0

I have a multi-threaded dll for a third-party application. My dll invokes messages onto the main UI thread by calling SendMessage with a custom message type:

typedef void (*CallbackFunctionType)();
DWORD _wm;
HANDLE _hwnd;
DWORD threadId;

Initialize()
{
    _wm = RegisterWindowMessage("MyInvokeMessage");
    WNDCLASS wndclass = {0};
    wndclass.hInstance = (HINSTANCE)&__ImageBase;
    wndclass.lpfnWndProc = wndProcedure;
    wndclass.lpszClassName = "MessageOnlyWindow";
    RegisterClass(&wndclass);
    _hwnd = CreateWindow(
         "MessageOnlyWindow",
         NULL,
         NULL,
         CW_USEDEFAULT,
         CW_USEDEFAULT,
         CW_USEDEFAULT,
         CW_USEDEFAULT,
         NULL,
         NULL,
         (HINSTANCE)&__ImageBase,
         NULL);
    threadId = GetCurrentThreadId();
}

void InvokeSync(CallbackFunctionType funcPtr)
{
    if (_hwnd != NULL && threadId != GetCurrentThreadId())
        SendMessage(_hwnd, _wm, 0, (LPARAM)funcPtr);
    else
        funcPtr();
}
static LRESULT CALLBACK wndProcedure(
    HWND hWnd, UINT Msg, WPARAM wParam, LPARAM lParam)
{
    if (Msg == _wm)
    {
        CallbackFunctionType funcPtr = (CallbackFunctionType)lParam;
        (*funcPtr)();
    }
    return DefWindowProc(hWnd, Msg, wParam, lParam);
}

The application is MDI, and I'm performing open document/extract contents/process in background/save on a bunch of documents, so it is constantly switching active documents and opening and closing new ones.

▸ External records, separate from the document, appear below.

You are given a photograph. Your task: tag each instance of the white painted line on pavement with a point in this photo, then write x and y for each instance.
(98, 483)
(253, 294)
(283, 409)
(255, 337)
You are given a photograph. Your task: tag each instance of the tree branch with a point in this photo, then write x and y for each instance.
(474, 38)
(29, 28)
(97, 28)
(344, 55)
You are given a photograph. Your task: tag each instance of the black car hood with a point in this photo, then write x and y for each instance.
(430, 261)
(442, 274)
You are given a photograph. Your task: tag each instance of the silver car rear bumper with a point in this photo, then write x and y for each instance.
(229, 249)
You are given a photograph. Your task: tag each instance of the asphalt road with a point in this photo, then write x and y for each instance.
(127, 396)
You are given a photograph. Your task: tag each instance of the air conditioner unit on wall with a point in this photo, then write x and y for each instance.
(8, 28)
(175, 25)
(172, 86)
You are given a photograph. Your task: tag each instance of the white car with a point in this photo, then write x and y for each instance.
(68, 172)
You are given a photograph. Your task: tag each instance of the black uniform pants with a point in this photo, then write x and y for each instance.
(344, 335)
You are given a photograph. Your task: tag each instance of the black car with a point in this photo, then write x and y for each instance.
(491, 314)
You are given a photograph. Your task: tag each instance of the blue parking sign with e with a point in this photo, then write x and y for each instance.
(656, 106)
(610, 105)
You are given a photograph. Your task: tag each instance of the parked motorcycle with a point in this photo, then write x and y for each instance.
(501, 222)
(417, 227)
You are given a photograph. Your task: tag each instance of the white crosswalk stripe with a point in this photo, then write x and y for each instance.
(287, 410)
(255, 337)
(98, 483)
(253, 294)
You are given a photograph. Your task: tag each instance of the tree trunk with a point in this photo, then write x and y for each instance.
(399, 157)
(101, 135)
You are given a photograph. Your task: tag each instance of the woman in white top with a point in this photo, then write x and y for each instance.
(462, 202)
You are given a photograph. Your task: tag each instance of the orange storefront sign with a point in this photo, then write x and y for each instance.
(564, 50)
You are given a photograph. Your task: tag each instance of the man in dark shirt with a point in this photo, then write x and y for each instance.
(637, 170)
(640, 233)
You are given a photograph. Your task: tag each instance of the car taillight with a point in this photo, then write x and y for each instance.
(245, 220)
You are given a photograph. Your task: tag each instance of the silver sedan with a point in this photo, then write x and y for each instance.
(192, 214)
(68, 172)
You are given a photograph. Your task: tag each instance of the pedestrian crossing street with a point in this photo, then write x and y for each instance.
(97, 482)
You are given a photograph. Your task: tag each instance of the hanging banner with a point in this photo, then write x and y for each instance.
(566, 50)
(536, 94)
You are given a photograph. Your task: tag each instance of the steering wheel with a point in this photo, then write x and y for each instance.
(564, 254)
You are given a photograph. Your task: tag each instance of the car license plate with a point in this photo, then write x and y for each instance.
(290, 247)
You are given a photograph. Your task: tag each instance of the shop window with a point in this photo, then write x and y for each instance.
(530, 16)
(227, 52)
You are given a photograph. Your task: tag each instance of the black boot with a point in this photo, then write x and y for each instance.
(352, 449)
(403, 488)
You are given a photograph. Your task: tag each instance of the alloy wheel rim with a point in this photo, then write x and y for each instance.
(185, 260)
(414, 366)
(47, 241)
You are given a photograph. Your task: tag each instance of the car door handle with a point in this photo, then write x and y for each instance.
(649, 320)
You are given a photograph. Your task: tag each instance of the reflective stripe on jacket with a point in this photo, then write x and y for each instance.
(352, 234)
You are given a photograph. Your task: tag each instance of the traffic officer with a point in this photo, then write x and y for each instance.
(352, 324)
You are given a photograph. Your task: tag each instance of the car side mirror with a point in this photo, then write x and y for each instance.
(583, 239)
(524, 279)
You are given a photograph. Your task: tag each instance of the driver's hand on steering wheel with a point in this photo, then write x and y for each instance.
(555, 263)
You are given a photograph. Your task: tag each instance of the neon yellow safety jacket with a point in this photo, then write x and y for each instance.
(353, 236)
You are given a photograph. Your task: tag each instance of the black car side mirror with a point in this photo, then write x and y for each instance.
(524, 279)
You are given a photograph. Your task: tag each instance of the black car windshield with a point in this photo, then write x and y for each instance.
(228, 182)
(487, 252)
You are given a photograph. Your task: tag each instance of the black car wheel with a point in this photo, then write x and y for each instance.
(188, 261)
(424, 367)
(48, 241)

My issue is that sometimes the processing gets stuck when it's trying to invoke messages onto the main thread, using the above InvokeSync() function.

When I pause it in a debugger, I see the main thread has this call stack:

user32.dll!_NtUserGetMessage@16() + 0x15 bytes
user32.dll!_NtUserGetMessage@16() + 0x15 bytes
mfc42.dll!CWinThread::PumpMessage() + 0x16 bytes
// the rest is normal application stuff

And the background thread that's locked up has a call stack like this:

user32.dll!_NtUserMessageCall@28() + 0x15 bytes
user32.dll!_NtUserMessageCall@28() + 0x15 bytes
mydll!InvokeSync(funcPtr)
// the rest is expected dll stuff

So it appears to be getting stuck on the "SendMessage()" call, but as far as I can see, the message pump on the main thread is sitting there idle.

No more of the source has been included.